A major earthquake in 2015 that struck Nepal created a favorable environment for the rapid spread of infectious diseases. In anticipation of a cholera outbreak in 2016, UNICEF, Johns Hopkins University, and the Group for Technical Assistance, Nepal, collaborated to assist the government of Nepal to strengthen early warning surveillance, laboratory-based diagnosis, and field investigation. This article outlines the challenges and lessons learned in cholera prevention and control based on the authors’ experiences in 2016. Priorities for the future plan should include sustaining the enhanced surveillance system for acute gastroenteritis and cholera, rolling out a rapid diagnostic test, and ensuring rapid and systematic epidemiological investigation and environmental testing.

INTRODUCTION

On April 25, 2015, a devastating earthquake struck Nepal. It was estimated that nearly 9,000 people were killed and more than 22,000 people were injured. Before the earthquake, cholera was considered endemic in Nepal, and cholera outbreaks posed a major public health threat, especially during the monsoon season as repeatedly reported internationally between 1958 and 2015.111 The disaster heightened the potential for an outbreak as it brought about extensive destruction of water supply infrastructure and sanitation facilities and collapsed health facility infrastructure.12 It also caused massive population displacement, creating a favorable environment for the rapid spread of infectious diseases. In 2015, after the earthquake, 76 acute watery diarrhea (AWD) cases were confirmed through bacterial culture as being caused by Vibrio cholerae and were reported in Kathmandu, one of the most affected districts.11

In 2016, the first cholera case was confirmed on June 30. A total of 169 cases and no deaths were reported that year. Of those cases, 150 were detected within the Kathmandu valley. In anticipation of a cholera outbreak in 2016, UNICEF, Johns Hopkins University (Baltimore, MD), and the Group for Technical Assistance (Kathmandu, Nepal), partnered to support the government of Nepal with the objective of strengthening capacity for disease surveillance, laboratory-based diagnosis, and epidemiological field investigation. This article discusses the challenges, lessons learned, and recommendations that were derived from the authors’ experiences in cholera prevention and response in 2016. The insights presented in the article aim to contribute to the scarce literature discussing cholera surveillance and diagnosis from a pragmatic perspective.1315

SURVEILLANCE FOR AWD AND CHOLERA

In 2016, with the support of its partners, the Epidemiology and Disease Control Division (EDCD) of the Ministry of Health (MoH) established a sentinel surveillance system specifically for AWD and cholera by setting up a network of 15 designated hospitals in the Kathmandu valley.
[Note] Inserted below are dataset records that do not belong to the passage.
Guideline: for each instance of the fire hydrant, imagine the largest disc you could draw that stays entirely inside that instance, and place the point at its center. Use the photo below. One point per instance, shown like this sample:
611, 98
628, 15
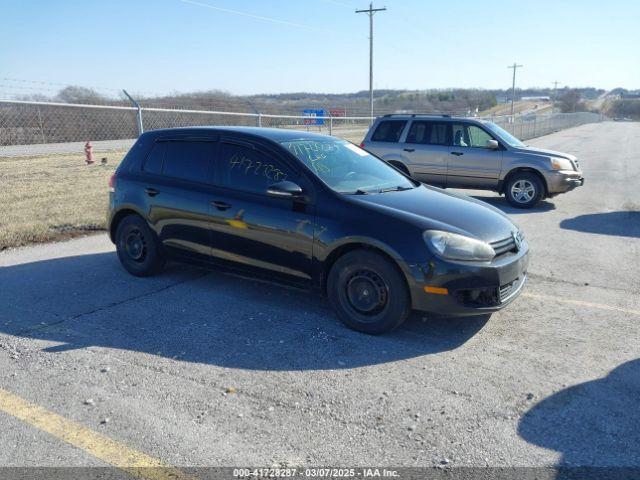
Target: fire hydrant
88, 152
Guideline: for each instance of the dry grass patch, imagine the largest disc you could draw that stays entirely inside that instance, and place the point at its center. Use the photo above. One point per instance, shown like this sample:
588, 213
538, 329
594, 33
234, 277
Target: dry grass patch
52, 197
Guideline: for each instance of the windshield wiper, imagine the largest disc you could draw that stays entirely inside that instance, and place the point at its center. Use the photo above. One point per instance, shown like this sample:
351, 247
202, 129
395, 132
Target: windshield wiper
358, 192
395, 189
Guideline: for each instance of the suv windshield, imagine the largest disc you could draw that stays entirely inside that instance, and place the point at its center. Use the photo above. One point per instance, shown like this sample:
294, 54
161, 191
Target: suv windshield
347, 168
504, 135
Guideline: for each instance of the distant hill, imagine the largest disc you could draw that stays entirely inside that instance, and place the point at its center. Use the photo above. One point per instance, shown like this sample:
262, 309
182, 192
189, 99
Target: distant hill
453, 101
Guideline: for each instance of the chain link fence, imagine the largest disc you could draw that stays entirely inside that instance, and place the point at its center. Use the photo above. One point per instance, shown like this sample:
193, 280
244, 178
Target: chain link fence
35, 128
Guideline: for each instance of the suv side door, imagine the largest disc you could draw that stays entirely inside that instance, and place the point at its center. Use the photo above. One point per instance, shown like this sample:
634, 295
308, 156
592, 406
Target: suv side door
273, 235
426, 148
176, 182
471, 164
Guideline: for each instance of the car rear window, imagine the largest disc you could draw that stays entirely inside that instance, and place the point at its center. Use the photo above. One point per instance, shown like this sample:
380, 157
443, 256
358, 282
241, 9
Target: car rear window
185, 160
388, 131
429, 133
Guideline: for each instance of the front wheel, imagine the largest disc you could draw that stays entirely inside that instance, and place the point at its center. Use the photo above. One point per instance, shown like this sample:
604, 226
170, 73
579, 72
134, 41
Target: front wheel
138, 248
524, 190
368, 292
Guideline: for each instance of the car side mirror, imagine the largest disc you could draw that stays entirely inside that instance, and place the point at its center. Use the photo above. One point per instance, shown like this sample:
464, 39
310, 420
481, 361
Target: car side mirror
285, 189
492, 144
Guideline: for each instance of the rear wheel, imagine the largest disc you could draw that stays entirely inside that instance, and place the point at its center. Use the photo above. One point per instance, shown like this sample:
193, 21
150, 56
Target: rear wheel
524, 190
138, 248
368, 292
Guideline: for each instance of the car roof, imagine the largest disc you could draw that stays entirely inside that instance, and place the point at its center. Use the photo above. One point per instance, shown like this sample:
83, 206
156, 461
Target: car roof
428, 116
273, 134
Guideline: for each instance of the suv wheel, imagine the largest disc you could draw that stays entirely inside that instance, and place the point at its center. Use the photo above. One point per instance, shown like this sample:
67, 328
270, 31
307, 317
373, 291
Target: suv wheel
368, 292
524, 190
137, 247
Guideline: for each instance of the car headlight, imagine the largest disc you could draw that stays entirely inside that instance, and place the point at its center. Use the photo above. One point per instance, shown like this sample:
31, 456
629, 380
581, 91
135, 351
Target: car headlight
561, 164
458, 247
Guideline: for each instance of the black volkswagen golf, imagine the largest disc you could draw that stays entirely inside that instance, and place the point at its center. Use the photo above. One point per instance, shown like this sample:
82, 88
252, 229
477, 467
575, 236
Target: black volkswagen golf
317, 212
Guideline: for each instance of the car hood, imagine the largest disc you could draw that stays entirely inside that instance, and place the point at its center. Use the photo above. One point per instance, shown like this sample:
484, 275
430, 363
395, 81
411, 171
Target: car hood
436, 209
545, 152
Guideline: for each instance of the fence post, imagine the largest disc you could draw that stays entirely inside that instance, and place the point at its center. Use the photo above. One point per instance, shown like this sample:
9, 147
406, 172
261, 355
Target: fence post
139, 113
44, 138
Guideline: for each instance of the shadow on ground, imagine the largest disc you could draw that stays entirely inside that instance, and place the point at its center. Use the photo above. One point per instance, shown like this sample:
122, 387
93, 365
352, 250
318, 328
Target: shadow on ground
623, 224
594, 424
195, 316
502, 204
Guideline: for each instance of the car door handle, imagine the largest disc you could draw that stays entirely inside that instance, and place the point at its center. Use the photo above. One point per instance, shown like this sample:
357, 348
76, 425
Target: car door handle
221, 205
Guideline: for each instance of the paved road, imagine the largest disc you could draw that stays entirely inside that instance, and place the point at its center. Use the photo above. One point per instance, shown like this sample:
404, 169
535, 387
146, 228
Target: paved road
554, 379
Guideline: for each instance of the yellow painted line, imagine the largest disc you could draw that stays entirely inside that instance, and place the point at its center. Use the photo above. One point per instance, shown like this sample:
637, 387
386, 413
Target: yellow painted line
581, 303
133, 462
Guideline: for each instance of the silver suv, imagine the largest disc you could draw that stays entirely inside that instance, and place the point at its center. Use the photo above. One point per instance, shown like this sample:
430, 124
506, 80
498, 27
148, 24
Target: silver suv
462, 152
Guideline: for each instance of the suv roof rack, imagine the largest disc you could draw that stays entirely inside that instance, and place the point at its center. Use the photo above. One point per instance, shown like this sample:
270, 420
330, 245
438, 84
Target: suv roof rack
413, 115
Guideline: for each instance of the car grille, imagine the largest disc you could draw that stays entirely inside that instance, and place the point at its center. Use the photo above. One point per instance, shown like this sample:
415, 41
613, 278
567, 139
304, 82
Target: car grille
504, 246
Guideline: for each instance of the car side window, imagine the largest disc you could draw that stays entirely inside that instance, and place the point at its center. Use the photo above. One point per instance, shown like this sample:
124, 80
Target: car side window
248, 169
388, 131
184, 160
428, 133
470, 136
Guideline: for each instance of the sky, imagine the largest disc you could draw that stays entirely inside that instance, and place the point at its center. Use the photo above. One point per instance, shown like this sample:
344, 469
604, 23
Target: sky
276, 46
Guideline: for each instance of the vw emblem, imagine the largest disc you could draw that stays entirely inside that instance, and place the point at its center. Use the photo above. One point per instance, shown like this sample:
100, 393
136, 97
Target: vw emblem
516, 240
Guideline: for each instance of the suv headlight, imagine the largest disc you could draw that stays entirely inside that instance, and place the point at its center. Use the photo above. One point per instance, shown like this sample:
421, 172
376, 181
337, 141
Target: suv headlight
561, 164
458, 247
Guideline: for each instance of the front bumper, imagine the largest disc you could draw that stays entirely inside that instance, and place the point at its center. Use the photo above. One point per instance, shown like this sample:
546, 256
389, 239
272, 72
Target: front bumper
561, 181
472, 289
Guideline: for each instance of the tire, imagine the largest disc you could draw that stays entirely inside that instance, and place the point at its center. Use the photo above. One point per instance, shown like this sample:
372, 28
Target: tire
524, 190
138, 247
402, 167
368, 292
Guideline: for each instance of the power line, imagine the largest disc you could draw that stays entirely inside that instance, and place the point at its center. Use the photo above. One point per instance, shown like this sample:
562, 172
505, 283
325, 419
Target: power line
258, 17
371, 12
515, 66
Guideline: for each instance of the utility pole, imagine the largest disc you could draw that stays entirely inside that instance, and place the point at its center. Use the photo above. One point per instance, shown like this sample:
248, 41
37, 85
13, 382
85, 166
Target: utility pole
371, 12
555, 95
515, 66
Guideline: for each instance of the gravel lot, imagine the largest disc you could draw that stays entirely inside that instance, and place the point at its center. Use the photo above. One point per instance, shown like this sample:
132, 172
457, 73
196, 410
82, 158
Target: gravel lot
208, 369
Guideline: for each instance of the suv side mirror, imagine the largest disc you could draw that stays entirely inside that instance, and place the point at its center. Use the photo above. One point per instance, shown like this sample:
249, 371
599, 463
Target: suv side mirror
285, 189
492, 144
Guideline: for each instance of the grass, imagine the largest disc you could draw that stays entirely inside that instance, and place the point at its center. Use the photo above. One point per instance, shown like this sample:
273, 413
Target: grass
48, 198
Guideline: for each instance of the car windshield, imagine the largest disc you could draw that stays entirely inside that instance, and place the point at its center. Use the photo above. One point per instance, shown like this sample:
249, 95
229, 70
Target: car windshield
504, 135
347, 168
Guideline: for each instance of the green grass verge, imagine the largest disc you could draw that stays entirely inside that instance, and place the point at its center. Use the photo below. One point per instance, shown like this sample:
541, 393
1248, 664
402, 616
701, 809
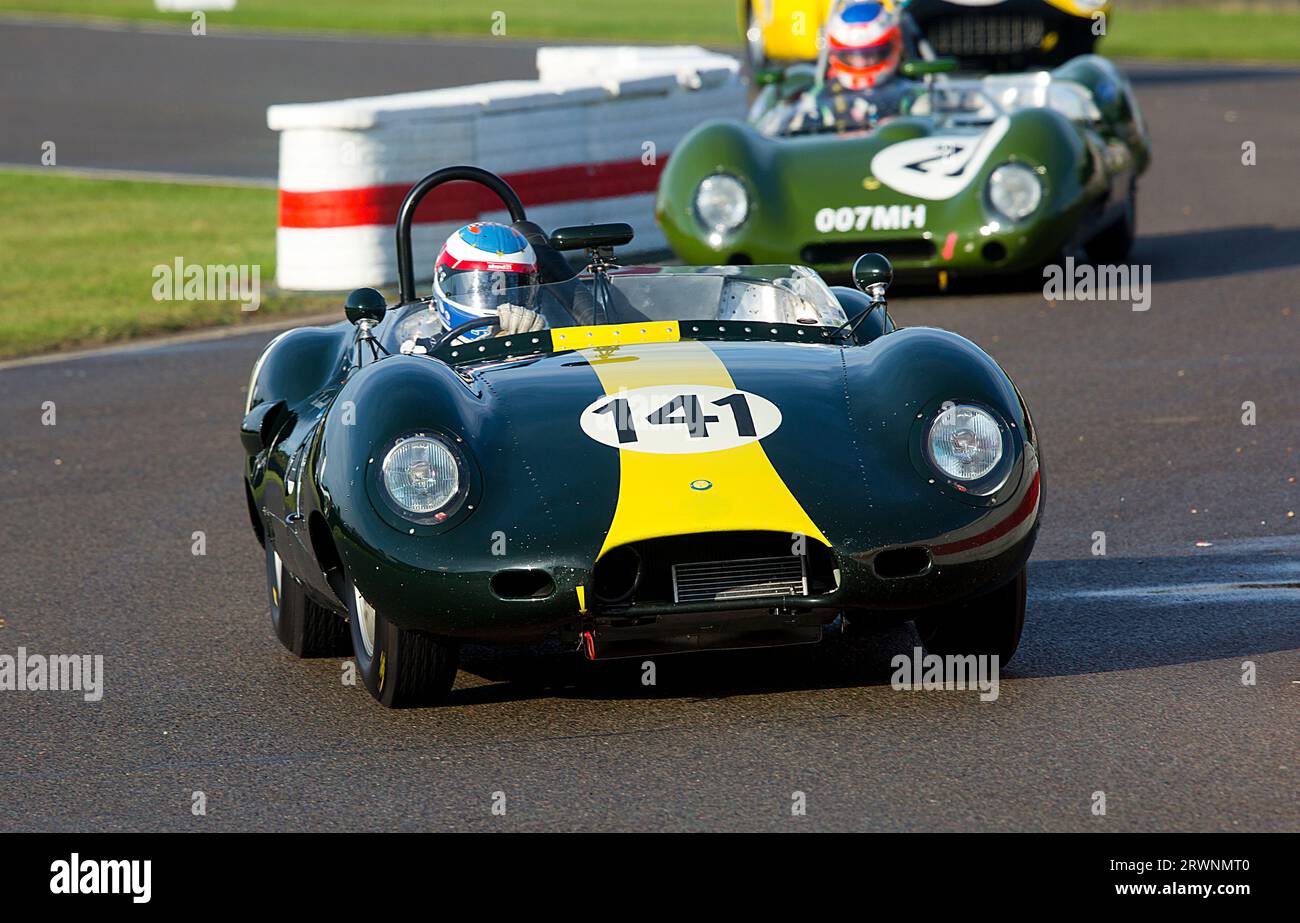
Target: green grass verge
1204, 34
1184, 33
713, 21
79, 258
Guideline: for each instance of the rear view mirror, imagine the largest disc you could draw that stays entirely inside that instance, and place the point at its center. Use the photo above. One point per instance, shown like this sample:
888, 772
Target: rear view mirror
592, 237
940, 65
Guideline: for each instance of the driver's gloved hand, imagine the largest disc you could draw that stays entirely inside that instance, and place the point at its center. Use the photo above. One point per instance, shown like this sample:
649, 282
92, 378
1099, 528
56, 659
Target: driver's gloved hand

Twelve of these sentinel surveillance sites were selected on the basis that these public hospitals represented large populations of different socioeconomic groups within different catchment areas and had medical staff trained to diagnose and treat patients with cholera. A standard case definition was used and suspected cases were defined as patients aged 1 year or more presenting with AWD, with or without vomiting. A case was considered confirmed when V. cholerae was isolated from their stool in bacterial culture. In addition, patients with a positive rapid diagnostic test (RDT) or any death resulting from AWD were defined as probable cases. As the number of cases began to rise, four additional private hospitals located in hotspot areas were temporarily added to the surveillance network as a measure to expand its reach to those seeking treatment at these hospitals. Inclusion of the private hospitals in the government’s surveillance was attributable to the leadership of the EDCD and the flexibility of the participating hospitals. The initiative included orientation to emergency doctors, laboratory technicians, and medical recorders on identification, recording, and reporting of suspected cases, provision of RDT kits used to trigger response activities (not for case confirmation), Cary-Blair media for transport of all samples to the National Public Health Laboratory (NPHL) for culture confirmation and serotyping, and capacity building for the use of these tools for diagnosis of V. cholerae infection. This sentinel surveillance improved the timeliness, completeness, and accuracy of alerts of suspected cases sent to the EDCD. The surveillance also generated the data necessary for situation reports that health authorities used for monitoring of the disease spread and planning of interventions.

Despite these efforts, the sentinel surveillance system for AWD and cholera in Nepal faced several limitations and challenges. First, despite the introduction of an incentive-based scheme, several sites failed to send daily reports on suspected cases to the EDCD because of an apparent lack of their engagement and motivation. Second, human resources within the EDCD for aggregating, analyzing, visualizing, and interpreting surveillance data remained understaffed and dependent on partners’ assistance. Third, a major limitation of the system lied in the difficulty of capturing cases outside of the Kathmandu valley. Detection of few cases outside the valley may be linked to absent or weak surveillance in those areas rather than the absence of the disease. Thus, the true burden of cholera may be underestimated, especially in remote areas.

Feasibility and practicality of the sentinel surveillance system within the Kathmandu valley were demonstrated. In the absence of a more agile and reliable system in Nepal, it remains crucial for early detection and timely response to cholera outbreaks. This highlights the need for the government and its partners to intensify their efforts to maintain and strengthen the surveillance system for AWD and cholera, as enshrined in the 2017 national preparedness and response plan for acute gastroenteritis and cholera outbreaks. It is important that the enhanced surveillance system eventually becomes integrated with the country’s current Early Warning and Reporting System.

LABORATORY-BASED DIAGNOSIS

In accordance with national policy, confirmation of all suspected cholera cases in 2016 was conducted by bacterial culture16 at the NPHL, the top reference laboratory in Nepal, which resulted in overutilization of its capacity. A shortage of supplies and microbiologists with expertise in bacteriology posed a challenge in handling the large inflow of specimens for laboratory confirmation. Many district and regional hospital laboratories in Nepal are not capable of performing culture confirmation for the isolation and detection of V. cholerae due in large part to the lack of necessary laboratory supplies. Furthermore, the transportation of fresh stool samples required for culture confirmation from suspected cholera patients living outside the Kathmandu valley was challenging because of the lack of a pre-arranged transportation system.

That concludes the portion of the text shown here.